Item Distribution Performance

Synopsis

This operator is used for performance evaluation of flat clustering methods. It evaluates a cluster model based on the distribution of examples.

Description

The clustering operators like the K-Means and K-Medoids produce a flat cluster model and a clustered set. The cluster model has information regarding the clustering performed. It tells which examples are parts of which cluster. The Item Distribution Performance operator takes this cluster model as input and evaluates the performance of the model based on the distribution of examples i.e. how well the examples are distributed over the clusters. Two distribution measures are supported: Sum of Squares and Gini Coefficient. These distribution measures are explained in the parameters. Flat clustering creates a flat set of clusters without any explicit structure that would relate clusters to each other. Hierarchical clustering, on the other hand, creates a hierarchy of clusters. This operator can only be applied on models produced by operators that produce flat cluster models e.g. K-Means or K-Medoids operators. It cannot be applied on models created by the operators that produce a hierarchy of clusters e.g. the Agglomerative Clustering operator.
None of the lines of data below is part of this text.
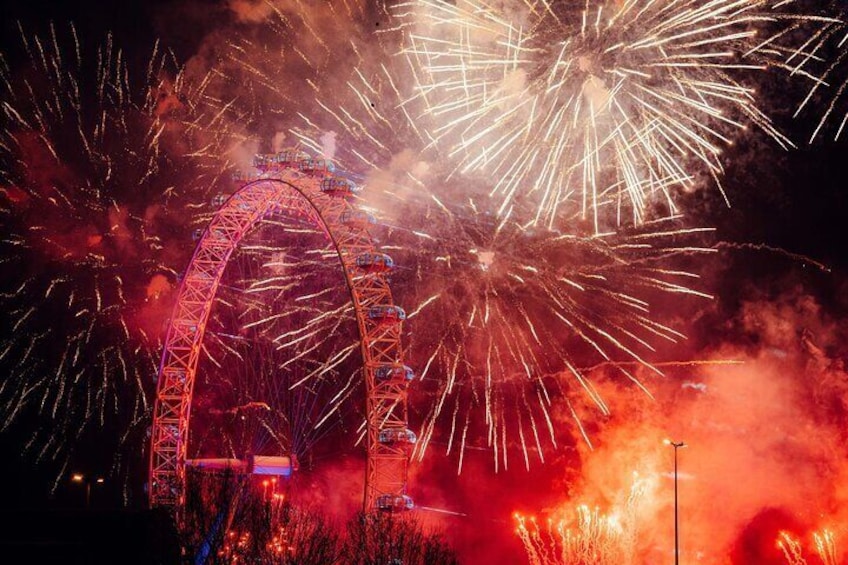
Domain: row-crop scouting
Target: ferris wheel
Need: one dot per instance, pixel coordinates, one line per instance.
(294, 186)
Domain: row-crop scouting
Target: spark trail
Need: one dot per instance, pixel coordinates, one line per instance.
(609, 107)
(101, 165)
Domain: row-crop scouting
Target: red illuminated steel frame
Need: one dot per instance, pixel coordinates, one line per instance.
(285, 191)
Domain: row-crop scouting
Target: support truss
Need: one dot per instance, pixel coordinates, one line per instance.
(287, 191)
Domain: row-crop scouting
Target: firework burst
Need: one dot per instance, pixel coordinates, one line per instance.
(822, 59)
(101, 170)
(502, 317)
(606, 106)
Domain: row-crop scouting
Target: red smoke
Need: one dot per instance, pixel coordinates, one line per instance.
(765, 434)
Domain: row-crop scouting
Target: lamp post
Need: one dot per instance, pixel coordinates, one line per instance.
(676, 445)
(83, 480)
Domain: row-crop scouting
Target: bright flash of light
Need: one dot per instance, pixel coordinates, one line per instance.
(609, 105)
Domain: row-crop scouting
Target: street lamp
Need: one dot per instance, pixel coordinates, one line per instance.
(676, 445)
(79, 478)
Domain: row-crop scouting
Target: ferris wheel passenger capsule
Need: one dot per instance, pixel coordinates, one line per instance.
(391, 436)
(317, 167)
(262, 161)
(290, 158)
(357, 219)
(375, 262)
(394, 374)
(394, 503)
(339, 187)
(385, 314)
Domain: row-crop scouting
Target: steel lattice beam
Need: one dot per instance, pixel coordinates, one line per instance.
(277, 190)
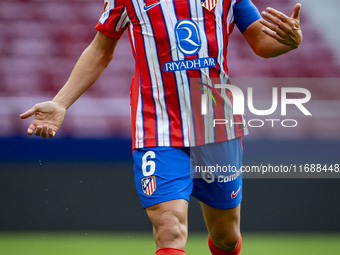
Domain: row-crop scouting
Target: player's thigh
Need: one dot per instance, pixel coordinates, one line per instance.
(173, 213)
(221, 187)
(223, 224)
(162, 174)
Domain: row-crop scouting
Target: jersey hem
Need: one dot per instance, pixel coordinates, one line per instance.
(108, 31)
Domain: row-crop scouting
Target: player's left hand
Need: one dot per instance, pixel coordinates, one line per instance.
(282, 28)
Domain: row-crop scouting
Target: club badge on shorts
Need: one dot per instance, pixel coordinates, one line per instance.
(209, 4)
(149, 185)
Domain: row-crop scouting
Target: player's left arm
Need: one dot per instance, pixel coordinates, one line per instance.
(276, 35)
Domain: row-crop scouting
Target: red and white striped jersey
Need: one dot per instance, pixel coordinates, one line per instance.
(176, 43)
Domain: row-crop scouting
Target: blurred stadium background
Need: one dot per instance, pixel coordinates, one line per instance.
(76, 194)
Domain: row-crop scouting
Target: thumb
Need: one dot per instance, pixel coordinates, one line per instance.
(28, 113)
(296, 11)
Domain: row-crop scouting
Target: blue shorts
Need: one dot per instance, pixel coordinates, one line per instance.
(211, 173)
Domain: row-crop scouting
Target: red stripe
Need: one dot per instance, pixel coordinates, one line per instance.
(169, 81)
(220, 130)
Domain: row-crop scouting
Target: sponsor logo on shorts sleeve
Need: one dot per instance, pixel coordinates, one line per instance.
(189, 43)
(149, 185)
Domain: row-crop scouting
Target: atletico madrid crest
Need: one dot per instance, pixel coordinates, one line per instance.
(209, 4)
(149, 185)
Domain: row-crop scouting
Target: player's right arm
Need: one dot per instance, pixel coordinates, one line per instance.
(50, 115)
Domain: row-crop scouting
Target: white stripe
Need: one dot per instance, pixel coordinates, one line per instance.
(106, 13)
(123, 20)
(156, 81)
(220, 58)
(198, 17)
(181, 77)
(139, 132)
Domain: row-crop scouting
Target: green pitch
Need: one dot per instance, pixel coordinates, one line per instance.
(17, 243)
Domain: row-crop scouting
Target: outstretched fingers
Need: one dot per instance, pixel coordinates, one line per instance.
(28, 113)
(296, 12)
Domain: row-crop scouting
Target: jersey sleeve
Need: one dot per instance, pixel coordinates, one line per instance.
(245, 13)
(114, 19)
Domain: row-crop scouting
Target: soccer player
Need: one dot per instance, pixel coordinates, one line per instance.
(175, 42)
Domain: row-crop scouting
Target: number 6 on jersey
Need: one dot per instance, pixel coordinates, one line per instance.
(147, 171)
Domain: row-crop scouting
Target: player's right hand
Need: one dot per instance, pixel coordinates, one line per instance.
(47, 120)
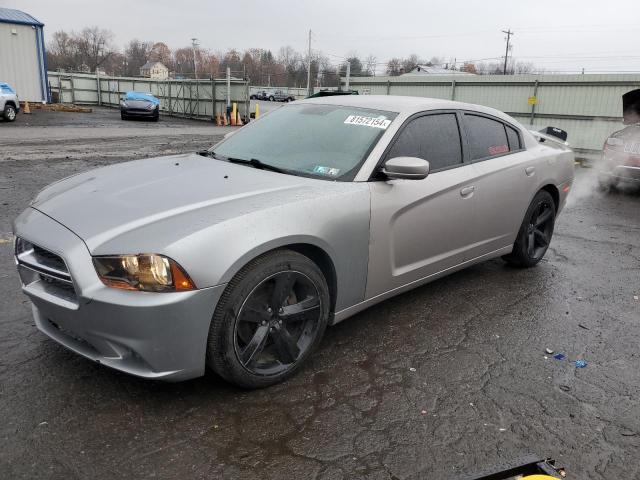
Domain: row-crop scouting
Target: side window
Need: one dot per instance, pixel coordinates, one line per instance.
(514, 138)
(487, 137)
(435, 138)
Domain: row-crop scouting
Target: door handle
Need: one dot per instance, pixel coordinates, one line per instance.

Clustering is concerned with grouping together objects that are similar to each other and dissimilar to the objects belonging to other clusters. It is a technique for extracting information from unlabeled data and can be very useful in many different scenarios e.g. in a marketing application we may be interested in finding clusters of customers with similar buying behavior.

Input

cluster model

This input port expects a flat cluster model. It is output of the K-Medoids operator in the attached Example Process. The cluster model has information regarding the clustering performed. It tells which examples are part of which cluster.

performance vector

This input port expects a Performance Vector.

Output

cluster model

The cluster model that was given as input is passed without changing to the output through this port. This is usually used to reuse the same cluster model in further operators or to view it in the Results Workspace.

performance vector

The performance of the cluster model is evaluated and the resultant Performance Vector is delivered through this port. It is a list of performance criteria values.

Parameters

Measure

This parameter specifies the item distribution measure to apply. It has two options:

sumofsquares: If this option is selected, the sum of squares is used as the item distribution measure.
ginicoefficient: The Gini coefficient (also known as the Gini index or Gini ratio) is a measure of statistical dispersion. It measures the inequality among values of a frequency distribution. A low Gini coefficient indicates a more equal distribution, with 0 corresponding to complete equality, while higher Gini coefficients indicate a more unequal distribution, with 1 corresponding to complete inequality.